Prerequisites Entry level graduate courses in statistics or exposures to regression and multivariate analysis
are desirable. Participants are encouraged to bring their own laptop computers to the session and to have the
latest versions of R installed on their computers. The participants will have the opportunity to go through
several real data examples and case studies together with the instructors.
Course 3: Boosting R Skills and Automating Statistical Reports
Instructor Dr. Yihui Xie is a software engineer at RStudio, Inc. He is interested in
interactive statistical graphics, statistical computing, and web applications. He is an active
R user and the author of several R packages, such as animation, formatR, Rd2roxygen, and
knitr, among which the animation package won the 2009 John M. Chambers Statistical
Software Award of the ASA. He is also the author of the book “Dynamic Documents with
R and knitr”. In 2006, he founded the Capital of Statistics, which has grown into a large
online community on statistics in China. He initiated the first Chinese R conference in
2008, and has been organizing R conferences in China since then. During his PhD training
at the Iowa State University, he won the Vince Sposito Statistical Computing Award (2011)
and the Snedecor Award (2012) in the Department of Statistics.

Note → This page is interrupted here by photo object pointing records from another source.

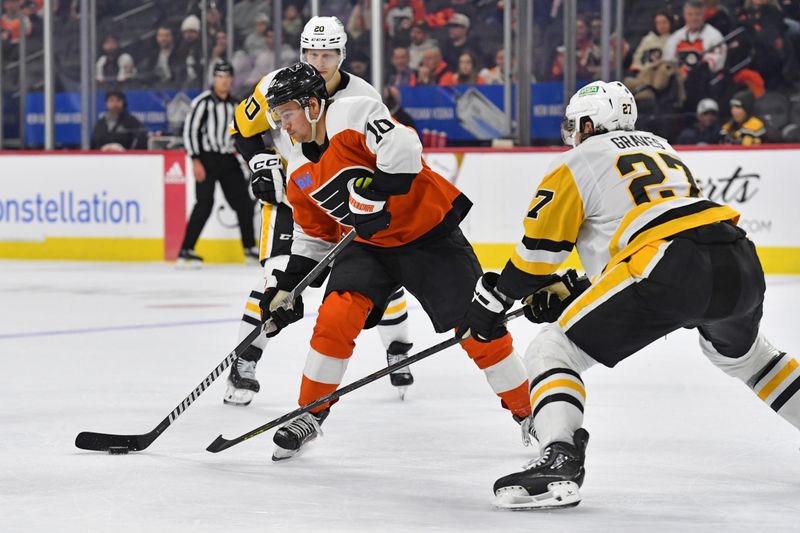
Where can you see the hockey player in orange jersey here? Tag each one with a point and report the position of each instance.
(355, 167)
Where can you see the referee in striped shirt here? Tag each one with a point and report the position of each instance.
(206, 138)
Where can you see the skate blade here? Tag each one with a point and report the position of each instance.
(559, 495)
(240, 397)
(183, 264)
(283, 454)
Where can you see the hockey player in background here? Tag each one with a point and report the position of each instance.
(661, 257)
(355, 166)
(322, 44)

Outline This intermediate level short course consists of Part I “R Programming” and Part II “Dynamic
Reporting with R”. Part I aims to improve your R programming skills. It covers some basic and advanced
topics in R, as well as R package development. Part II is a tutorial on two packages for automatic reporting,
knitr (Xie, 2013), and rmarkdown (Allaire et al., 2014). It covers the basic idea of literate programming as
well as its role in reproducible research. A variety of document formats supported by knitr will be introduced,
including R LATEX (.Rnw) and R Markdown (.Rmd). We will show useful features of knitr, such as creating
tables and plots from data, caching, and cross references. We will also provide examples of advanced features
such as chunk hooks, and calling foreign languages (shell scripts, Python, C++, Julia, etc.). Finally we will
introduce the simple Markdown language, as well as how to convert R Markdown to many other document
formats, such as LATEX/PDF, HTML, and Word. Hopefully R Markdown will make it much easier for data
analysts to prepare reports and authors to publish their work related to data analysis. Many people agree
that reproducible research is important (see, for example, the Duke Saga
21528593), but have an impression that it implies more work at the same time. We will show that this is
wrong. Generating reports from knitr dynamic documents is not only a better approach to reproducible
research, but also easier and even fun!
Prerequisites The attendees should have some familiarity with programming (not necessarily with R).
Some prior knowledge of LATEX and HTML can be helpful but not required for this tutorial. Potential attendees
include those who write reports that involve data analysis, ranging from homework, project reports, papers,
books, and websites. Please have the latest R and package rmarkdown, and RStudio (
installed on your laptop. RStudio IDE is optional but recommended. I will be using RStudio for demo
purposes. If you have already been using other text editors such as Emacs + ESS, you are free to stay with
your own choice, and I will explain how things work outside RStudio.